Miele & Cie. KG, Vertriebsgesellschaft Deutschland

Reprocessing with OxiVario Plus: 'In vivo' proof of prion decontamination

A year ago, the Miele OxiVario Plus reprocessing method used to produce high-performance cleaning and disinfection results on Miele decontamination units was proved in laboratory tests to be successful in decontaminating surface-adherent prions, the pathogen behind the Creutzfeld-Jacob disease. These results have since been confirmed by further 'in vivo' experiments performed by the Institute of Neuropathology at the University of Munich. This paves the way for a declaration of efficacy according to the criteria laid down by Germany's Robert Koch Institute.
Uncompromising and perfect instrument reprocessing is the key to prevent the iatrogenic spread of vCJD. Consequently, Oxivario Plus was introduced as an intensified programme to deal with poorly soluble proteins, for example fibrinaceous or denatured proteins. Oxivario Plus operates with higher concentrations of alkaline detergents and uses hydrogen peroxide in the second cleaning stage combined with extended exposure times.

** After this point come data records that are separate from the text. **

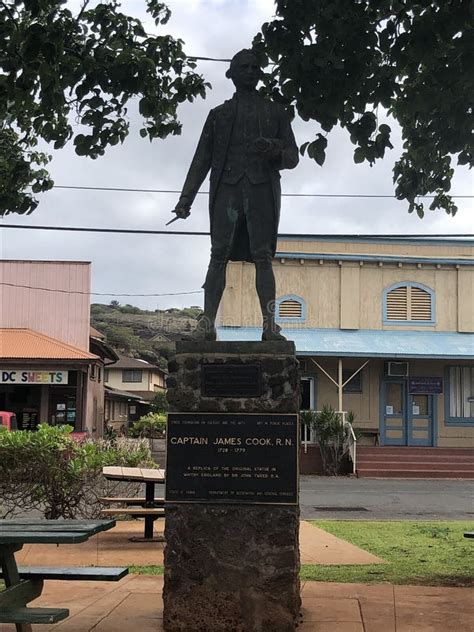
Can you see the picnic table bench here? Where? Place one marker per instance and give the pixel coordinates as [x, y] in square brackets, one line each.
[147, 507]
[24, 584]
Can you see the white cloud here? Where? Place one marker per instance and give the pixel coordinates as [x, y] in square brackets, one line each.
[159, 264]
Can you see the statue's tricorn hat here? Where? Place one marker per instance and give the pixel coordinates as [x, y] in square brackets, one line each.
[235, 59]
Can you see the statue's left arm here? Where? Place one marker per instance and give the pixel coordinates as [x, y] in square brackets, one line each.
[288, 157]
[282, 151]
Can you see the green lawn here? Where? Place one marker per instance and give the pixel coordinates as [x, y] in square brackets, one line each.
[430, 553]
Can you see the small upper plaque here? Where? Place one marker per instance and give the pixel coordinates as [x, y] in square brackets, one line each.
[231, 380]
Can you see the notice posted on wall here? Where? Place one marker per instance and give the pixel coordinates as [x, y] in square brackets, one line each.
[232, 458]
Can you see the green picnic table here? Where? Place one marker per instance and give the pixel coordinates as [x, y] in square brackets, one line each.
[20, 591]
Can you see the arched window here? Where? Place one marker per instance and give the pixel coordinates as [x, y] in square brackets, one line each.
[407, 303]
[290, 309]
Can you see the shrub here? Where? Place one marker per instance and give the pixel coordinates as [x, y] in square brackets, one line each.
[49, 471]
[331, 435]
[151, 426]
[159, 403]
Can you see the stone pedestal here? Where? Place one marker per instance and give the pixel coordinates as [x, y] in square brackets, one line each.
[232, 567]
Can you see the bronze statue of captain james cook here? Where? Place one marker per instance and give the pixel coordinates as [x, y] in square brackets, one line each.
[245, 143]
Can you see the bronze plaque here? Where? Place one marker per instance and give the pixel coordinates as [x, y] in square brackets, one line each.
[232, 458]
[231, 380]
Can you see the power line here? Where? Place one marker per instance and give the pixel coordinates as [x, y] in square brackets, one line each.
[175, 191]
[138, 231]
[50, 289]
[127, 231]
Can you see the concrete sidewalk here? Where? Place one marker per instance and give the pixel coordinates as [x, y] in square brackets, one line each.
[113, 548]
[135, 603]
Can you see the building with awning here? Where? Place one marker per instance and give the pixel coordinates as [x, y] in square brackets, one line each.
[383, 327]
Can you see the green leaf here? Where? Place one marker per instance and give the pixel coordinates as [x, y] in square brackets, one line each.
[359, 155]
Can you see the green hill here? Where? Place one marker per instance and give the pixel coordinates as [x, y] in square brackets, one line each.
[142, 333]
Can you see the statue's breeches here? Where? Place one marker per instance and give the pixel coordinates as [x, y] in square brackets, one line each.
[244, 223]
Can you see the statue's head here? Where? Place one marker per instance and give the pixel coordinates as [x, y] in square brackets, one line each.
[245, 70]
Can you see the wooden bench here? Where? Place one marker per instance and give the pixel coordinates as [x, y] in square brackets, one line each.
[33, 615]
[13, 610]
[369, 432]
[140, 501]
[74, 573]
[156, 512]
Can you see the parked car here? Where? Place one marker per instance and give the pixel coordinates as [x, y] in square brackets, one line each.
[8, 420]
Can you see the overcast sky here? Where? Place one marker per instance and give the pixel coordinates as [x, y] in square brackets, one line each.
[165, 264]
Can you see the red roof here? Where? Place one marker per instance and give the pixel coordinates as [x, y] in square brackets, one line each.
[27, 344]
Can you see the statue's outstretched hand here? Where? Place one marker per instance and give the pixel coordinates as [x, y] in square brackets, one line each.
[268, 147]
[182, 211]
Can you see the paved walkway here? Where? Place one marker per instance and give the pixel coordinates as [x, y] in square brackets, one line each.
[135, 604]
[113, 548]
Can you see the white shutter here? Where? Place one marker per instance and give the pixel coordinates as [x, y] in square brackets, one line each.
[290, 309]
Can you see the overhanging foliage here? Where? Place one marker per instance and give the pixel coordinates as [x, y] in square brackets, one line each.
[347, 62]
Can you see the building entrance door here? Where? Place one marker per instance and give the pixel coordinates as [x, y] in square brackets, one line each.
[421, 420]
[406, 419]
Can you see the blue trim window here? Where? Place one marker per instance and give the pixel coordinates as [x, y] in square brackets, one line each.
[408, 303]
[459, 396]
[290, 309]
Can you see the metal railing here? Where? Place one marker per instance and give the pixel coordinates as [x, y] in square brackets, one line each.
[351, 444]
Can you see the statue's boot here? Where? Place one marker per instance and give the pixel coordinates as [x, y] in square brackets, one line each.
[213, 289]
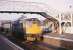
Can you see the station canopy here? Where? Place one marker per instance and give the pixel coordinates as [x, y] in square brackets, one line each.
[24, 7]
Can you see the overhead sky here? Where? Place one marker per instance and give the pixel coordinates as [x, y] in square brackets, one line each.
[60, 5]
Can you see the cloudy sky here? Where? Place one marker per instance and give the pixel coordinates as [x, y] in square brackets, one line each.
[60, 5]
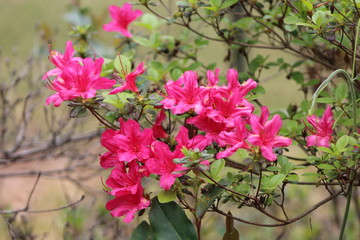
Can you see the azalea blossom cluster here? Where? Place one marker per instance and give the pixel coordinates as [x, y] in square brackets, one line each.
[219, 115]
[221, 112]
[75, 78]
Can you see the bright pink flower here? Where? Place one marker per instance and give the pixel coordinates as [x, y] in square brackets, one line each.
[61, 60]
[323, 129]
[110, 158]
[212, 77]
[158, 130]
[124, 182]
[162, 164]
[209, 126]
[130, 81]
[234, 140]
[225, 110]
[198, 141]
[78, 79]
[128, 205]
[133, 143]
[265, 134]
[183, 95]
[121, 18]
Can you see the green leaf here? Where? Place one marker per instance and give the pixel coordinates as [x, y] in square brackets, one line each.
[199, 41]
[142, 41]
[326, 166]
[216, 167]
[298, 77]
[325, 149]
[169, 221]
[143, 232]
[318, 18]
[342, 142]
[175, 74]
[206, 200]
[122, 64]
[325, 100]
[228, 3]
[341, 92]
[149, 21]
[242, 188]
[215, 3]
[166, 196]
[273, 169]
[292, 177]
[118, 100]
[291, 20]
[78, 112]
[276, 180]
[308, 4]
[231, 232]
[243, 23]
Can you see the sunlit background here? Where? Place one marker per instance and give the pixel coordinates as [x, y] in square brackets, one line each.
[25, 29]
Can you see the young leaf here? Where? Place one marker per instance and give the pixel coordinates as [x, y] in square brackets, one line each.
[122, 64]
[291, 20]
[143, 232]
[231, 232]
[342, 143]
[169, 221]
[215, 169]
[166, 196]
[326, 166]
[207, 199]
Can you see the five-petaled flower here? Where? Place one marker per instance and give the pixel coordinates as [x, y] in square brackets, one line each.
[79, 79]
[322, 135]
[121, 18]
[265, 134]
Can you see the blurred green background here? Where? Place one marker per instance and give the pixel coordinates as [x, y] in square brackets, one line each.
[23, 26]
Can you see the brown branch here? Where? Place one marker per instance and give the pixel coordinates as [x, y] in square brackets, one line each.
[286, 222]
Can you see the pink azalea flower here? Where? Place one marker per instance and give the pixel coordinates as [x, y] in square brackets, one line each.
[124, 182]
[61, 60]
[158, 130]
[183, 95]
[198, 141]
[110, 158]
[133, 143]
[130, 81]
[128, 205]
[209, 126]
[323, 129]
[234, 140]
[121, 18]
[162, 164]
[78, 80]
[224, 110]
[265, 134]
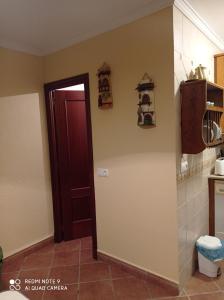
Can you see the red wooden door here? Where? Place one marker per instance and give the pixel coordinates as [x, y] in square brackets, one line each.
[74, 162]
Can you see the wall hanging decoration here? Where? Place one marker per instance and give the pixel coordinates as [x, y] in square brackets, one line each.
[146, 105]
[104, 87]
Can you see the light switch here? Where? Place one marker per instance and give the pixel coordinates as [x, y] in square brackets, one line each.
[102, 172]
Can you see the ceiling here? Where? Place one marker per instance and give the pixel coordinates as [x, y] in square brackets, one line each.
[212, 11]
[44, 26]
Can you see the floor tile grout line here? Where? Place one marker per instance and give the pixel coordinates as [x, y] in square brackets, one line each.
[112, 283]
[49, 272]
[205, 293]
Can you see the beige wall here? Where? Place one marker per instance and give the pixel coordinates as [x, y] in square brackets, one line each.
[136, 204]
[25, 191]
[191, 48]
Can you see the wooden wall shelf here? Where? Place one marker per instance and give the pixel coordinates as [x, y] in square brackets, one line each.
[198, 118]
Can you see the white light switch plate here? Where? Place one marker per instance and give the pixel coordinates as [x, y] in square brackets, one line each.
[102, 172]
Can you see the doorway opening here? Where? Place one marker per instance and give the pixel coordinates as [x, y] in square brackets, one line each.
[71, 158]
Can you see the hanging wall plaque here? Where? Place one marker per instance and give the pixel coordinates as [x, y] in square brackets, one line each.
[146, 105]
[104, 87]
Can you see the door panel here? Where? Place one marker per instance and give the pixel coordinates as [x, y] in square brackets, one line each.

In 2006, Miele reported on the successful conclusion of 'in vitro' tests. The objective of the experiments was to determine the efficacy of the Oxivario Plus and Vario TD reprocessing methods in reducing levels of prion contamination on stainless-steel mesh. Two different detection methods were used after enrichment of residual proteins in cell culture: the Western Blot method and chemiluminescence. Prions were only detected on one of the samples – one reprocessed using the less effective Vario TD method used in CSSDs for routine disinfection. None of the samples reprocessed using OxiVario Plus showed any traces of the presence of prions. To establish the sensitivity of this method of detection, a homogenate containing prions was applied to metal grilles in a predefined dilution series and incubated. This method furnished reliable proof that the method used was able to decontaminate prions even when diluted 10,000 times. Consequently, it can be claimed that the OxiVario Plus method is able to reduce prion proteins by more than 99.99%.
Germany's Robert Koch Institute requires that 'in vivo' tests be carried out before claims to prion decontamination can be made. The recent series of tests involved involved implanting tiny metal plates previously contaminated with tissue containing prions in mice. Only the mice implanted with material previously decontaminated in the OxiVario Plus process or sterilised in steam for two hours at 134°C showed no signs of contracting the disease. On the other hand, mice implanted with metal plates reprocessed using the standard Vario TD process or with a 10-8 prion solution dilution contracted the disease and died. Work is already underway to publish the test results.